Globalisation and International Relations are two important fields for individuals to engage with at this present time given the collapse of the Soviet Union and the rise of the US as the world’s only hegemon. Globalisation is an vital field to comprehend, not simply because of the actualities of globalisation (which are themselves at times difficult to understand) but because the field has caused much equivocation. It is a term broad enough (similar to the term ‘terrorism’) to encompass a range of activities. But sometimes partisan political beliefs, adversarial convictions, and attenuated world views prevent individuals from pursing the path of truth and honesty in research but instead use a somewhat nebulous and misunderstood term to conceal their own partisan beliefs.

Own Harries is not one of these people. His lectures on Radio National for the Boyer series are honest, well balanced, considered, and well historicised.

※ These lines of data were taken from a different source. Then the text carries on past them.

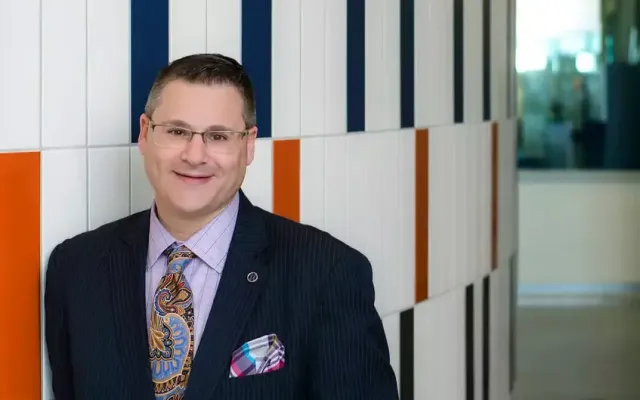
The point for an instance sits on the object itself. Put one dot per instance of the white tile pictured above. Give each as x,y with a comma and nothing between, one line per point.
108,55
312,181
434,63
459,205
335,186
499,334
473,57
439,347
312,67
285,68
360,204
406,214
382,65
478,338
442,210
108,185
335,50
258,182
141,189
64,74
499,73
187,28
391,324
224,28
64,196
20,78
483,193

He embeds ‘globalisation’ within the realist school of international relations and realist history, both of which are impossible to dismiss in any conversation that claims to engage with ‘the global’.

His major gaps in discussing the global political typography are that he fails to mention Green politics and environmentalism, corporate globalisation and the limits to consumerism: All of these forces promise to become major political entities in shaping global political consciousness.

I will list some of the major points that he uses to schematise the global political economy:

The US is in a unique position at the moment as the only global hegemon. Before the second world war there were many (which is the usual state of affairs), then there were two during the cold war, then there was only one. The US has an unwritten script and this was not tested until the terrorist attacks of S11 2001.

He claims that the most important policy document to be produced by the US (in terms of foreign affairs and since the Truman Doctrine of 1947) is The National Security Strategy of the United States of America: This sets out how the United States is to use its hegemonic position: http://www.whitehouse.gov/nsc/nss.pdf

Harries makes a realist attack on the Utopia School of globalisation (about time). He quotes that Utopia is always one of the world greatest countries.

He makes the contentious point that countries are no more economically integrated at the end of the 20th Centuray as the were at the start of the 20th Century. This refutes the Manual Castells ‘network society’ view of the global economy.

Harries discusses the term ‘democracy’ and discusses how this world is now used is a superficial manner. He makes the distinction between liberal democracies, democracies, liberalism and illiberal democracies. He states that all democracies are different and it is not a system that can work with a great deal of poverty or without liberalism.

In his ‘challenges’ lecture he discusses the enormous risks being taken by China and Europe and how both these powers could drastically influence the world order. He concludes that perhaps some of the greatest challenges posed to the US may be the US itself, especially considering the reckless nature of its government and the collapse of the institutions that moderate the individual. He discussed the changing demography of Europe, in terms of an ageing and falling population, and how this is exactly the opposite in the US and could pose internal challenges for both societies.